Rank: 1 = worst bias. Address rank 1 first.
Severity bands:
CRITICAL(< 0.50): strong bias, investigate immediatelySIGNIFICANT(0.50–0.65): meaningful bias, likely affects production qualityMINOR(0.65–0.80): borderline — PASS if ≥ 0.70, FAIL otherwiseNONE(≥ 0.80): no detectable bias
N/A results mean the test does not apply to your judge type or domain, not that the judge passed the test.
What v0.2 does NOT cover
- Composite scoring / single overall grade
- Sycophancy, compassion fade, bandwagon, sentiment, fallacy oversight, and other biases beyond the 7 tested
- Listwise, reference-based, CoT, or multi-turn judge types
- Translation, medical, legal, financial, or creative writing domains
- Position pairs for summarization, safety, or dialogue (qa + code only)
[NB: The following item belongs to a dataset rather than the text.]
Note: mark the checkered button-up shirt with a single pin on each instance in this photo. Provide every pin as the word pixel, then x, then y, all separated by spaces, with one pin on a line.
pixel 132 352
- Custom bias tests or BYO-data mode
- Token-aware cost estimation (currently flat-per-call)
- GitHub Actions integration or SaaS dashboard
Coming in future versions
- More statistically significant results — expanded fixture sets; concreteness is currently n=14 (coarse signal)
- Domain coverage expansion — position pairs for summarization, safety, and dialogue
- User-provided data — BYO-data mode to run bias tests on your own examples
- Labeling sheet output — export structured sheets for human annotation workflows
Citation
If you use Judicator in your research, please cite:
@software{judicator2026,
author = {Pandey, Ankur},
title = {Judicator: An LLM-as-a-Judge Bias Auditing Library},
year = {2026},
url = {https://github.com/ankurpand3y/judicator},
version = {0.2.2}
}
Built on
Judicator ships with fixtures derived from the following datasets. All are used in accordance with their licenses.
| Dataset | Paper | License |
|---|---|---|
| OffsetBias | Park et al. 2024 | Apache 2.0 |
| JudgeBench | Tan et al. 2024 | MIT |
| MT-Bench | Zheng et al. 2023 | Apache 2.0 |
| BeaverTails | Ji et al. 2023 | CC-BY-NC-4.0 |
| SummEval | Fabbri et al. 2021 | MIT |
| DSTC11-Track4 | Rodriguez-Cantelar et al. 2023 | Apache 2.0 |
See ATTRIBUTION.md for full item counts.